Beer has been boutiqued. People are discussing, for heaven’s sake, a beer’s bouquet. You need a little savvy just to down a few brewskies in this town these days. To keep our readers up to date, we bring you this up-to-the-spigot report:
In the three-and-a-half years since the introduction of locally owned Texas Select, the first serious contender for the nonalcoholic beer market since Prohibition, the nationwide market for nonalcoholic beers has grown from an estimated 3 million to 6 million cases sold annually. We teetotalers at D tried a variety of the nonalcoholic brews, and though none of them rates a ten, and none of them fooled us into thinking we were drinking the real McCoy, even in a blind taste test, the far and away next-best-to-real-beer was Kahber. It looks, tastes, and smells the most like the real thing. Kaliber is now available in many bars and in Dallas-area Kroger stores.
Good ol’ robust American beer, says Central Beverage’s Mark Monfrey, is doing a very healthy business in Lone Star land. The introduction of Pennsylvania’s stalwart brew, Rolling Rock, produced sales in its first week that exceeded forecasts for the first month.

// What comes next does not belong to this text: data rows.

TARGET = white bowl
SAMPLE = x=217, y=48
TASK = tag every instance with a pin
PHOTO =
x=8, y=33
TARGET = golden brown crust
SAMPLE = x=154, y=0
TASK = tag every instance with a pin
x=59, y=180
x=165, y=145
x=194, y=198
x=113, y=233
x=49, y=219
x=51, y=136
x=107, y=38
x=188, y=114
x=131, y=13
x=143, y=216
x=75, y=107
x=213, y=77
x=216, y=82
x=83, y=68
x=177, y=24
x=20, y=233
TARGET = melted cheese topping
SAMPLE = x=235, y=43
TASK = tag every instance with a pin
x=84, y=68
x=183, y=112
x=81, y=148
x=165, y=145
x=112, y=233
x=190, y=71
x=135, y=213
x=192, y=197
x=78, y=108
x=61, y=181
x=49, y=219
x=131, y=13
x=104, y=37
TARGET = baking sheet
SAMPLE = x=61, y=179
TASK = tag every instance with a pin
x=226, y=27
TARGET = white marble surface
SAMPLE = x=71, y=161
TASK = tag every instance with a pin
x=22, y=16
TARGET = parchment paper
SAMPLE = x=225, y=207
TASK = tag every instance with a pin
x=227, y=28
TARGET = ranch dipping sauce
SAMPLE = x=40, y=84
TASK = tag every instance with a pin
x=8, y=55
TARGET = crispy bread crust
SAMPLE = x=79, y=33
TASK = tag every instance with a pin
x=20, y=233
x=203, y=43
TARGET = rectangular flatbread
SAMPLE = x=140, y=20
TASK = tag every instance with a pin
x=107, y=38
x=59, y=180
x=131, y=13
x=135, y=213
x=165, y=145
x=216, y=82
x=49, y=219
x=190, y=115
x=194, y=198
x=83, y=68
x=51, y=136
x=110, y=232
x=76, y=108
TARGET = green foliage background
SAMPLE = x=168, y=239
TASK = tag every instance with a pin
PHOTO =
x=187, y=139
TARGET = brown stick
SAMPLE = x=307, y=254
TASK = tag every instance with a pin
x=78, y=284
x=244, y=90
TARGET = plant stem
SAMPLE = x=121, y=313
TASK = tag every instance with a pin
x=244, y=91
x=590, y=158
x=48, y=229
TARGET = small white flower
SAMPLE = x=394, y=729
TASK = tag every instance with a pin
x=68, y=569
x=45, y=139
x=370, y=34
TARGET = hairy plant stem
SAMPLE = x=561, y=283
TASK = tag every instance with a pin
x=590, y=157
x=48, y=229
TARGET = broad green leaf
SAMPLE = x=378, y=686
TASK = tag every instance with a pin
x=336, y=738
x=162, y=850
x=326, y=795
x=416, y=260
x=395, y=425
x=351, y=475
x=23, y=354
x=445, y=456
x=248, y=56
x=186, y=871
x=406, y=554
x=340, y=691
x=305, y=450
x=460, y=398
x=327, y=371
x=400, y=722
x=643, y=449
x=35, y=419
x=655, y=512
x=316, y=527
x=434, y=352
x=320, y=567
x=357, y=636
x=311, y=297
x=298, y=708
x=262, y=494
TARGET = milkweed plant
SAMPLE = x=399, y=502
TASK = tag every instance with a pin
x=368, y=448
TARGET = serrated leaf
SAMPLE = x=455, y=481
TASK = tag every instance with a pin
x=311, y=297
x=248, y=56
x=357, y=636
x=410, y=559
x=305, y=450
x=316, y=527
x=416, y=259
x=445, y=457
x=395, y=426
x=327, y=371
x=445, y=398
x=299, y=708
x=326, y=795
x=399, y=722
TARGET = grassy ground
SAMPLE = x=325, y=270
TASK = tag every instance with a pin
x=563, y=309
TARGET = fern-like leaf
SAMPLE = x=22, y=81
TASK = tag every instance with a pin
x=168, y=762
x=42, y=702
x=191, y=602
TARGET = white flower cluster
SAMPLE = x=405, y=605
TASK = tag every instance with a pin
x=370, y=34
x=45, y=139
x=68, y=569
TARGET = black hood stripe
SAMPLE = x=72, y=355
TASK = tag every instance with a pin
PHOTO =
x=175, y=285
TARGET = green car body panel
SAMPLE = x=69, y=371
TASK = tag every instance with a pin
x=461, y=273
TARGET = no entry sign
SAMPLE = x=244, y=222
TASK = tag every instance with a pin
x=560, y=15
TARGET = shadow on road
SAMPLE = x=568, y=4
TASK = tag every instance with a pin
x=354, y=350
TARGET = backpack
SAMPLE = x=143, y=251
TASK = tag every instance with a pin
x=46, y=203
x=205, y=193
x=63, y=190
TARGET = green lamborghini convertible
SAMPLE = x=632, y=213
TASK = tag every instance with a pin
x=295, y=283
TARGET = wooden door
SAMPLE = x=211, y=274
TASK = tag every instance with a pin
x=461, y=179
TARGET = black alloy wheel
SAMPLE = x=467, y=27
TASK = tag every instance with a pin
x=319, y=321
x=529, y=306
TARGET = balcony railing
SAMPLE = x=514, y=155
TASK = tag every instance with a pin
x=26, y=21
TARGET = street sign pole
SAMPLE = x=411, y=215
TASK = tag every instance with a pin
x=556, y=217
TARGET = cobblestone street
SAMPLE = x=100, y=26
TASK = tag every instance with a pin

Imports are big business in bars and restaurants despite the fact that there is apparently little brand loyalty among import buyers. Simon David has to employ a beer buyer to sort through some 100 imports stocked regularly. But many people buy once and never come back. There are few devoted fans for brands other than the big-name imports like Heineken, Beck’s, Molson (which has just introduced a light version), and Corona.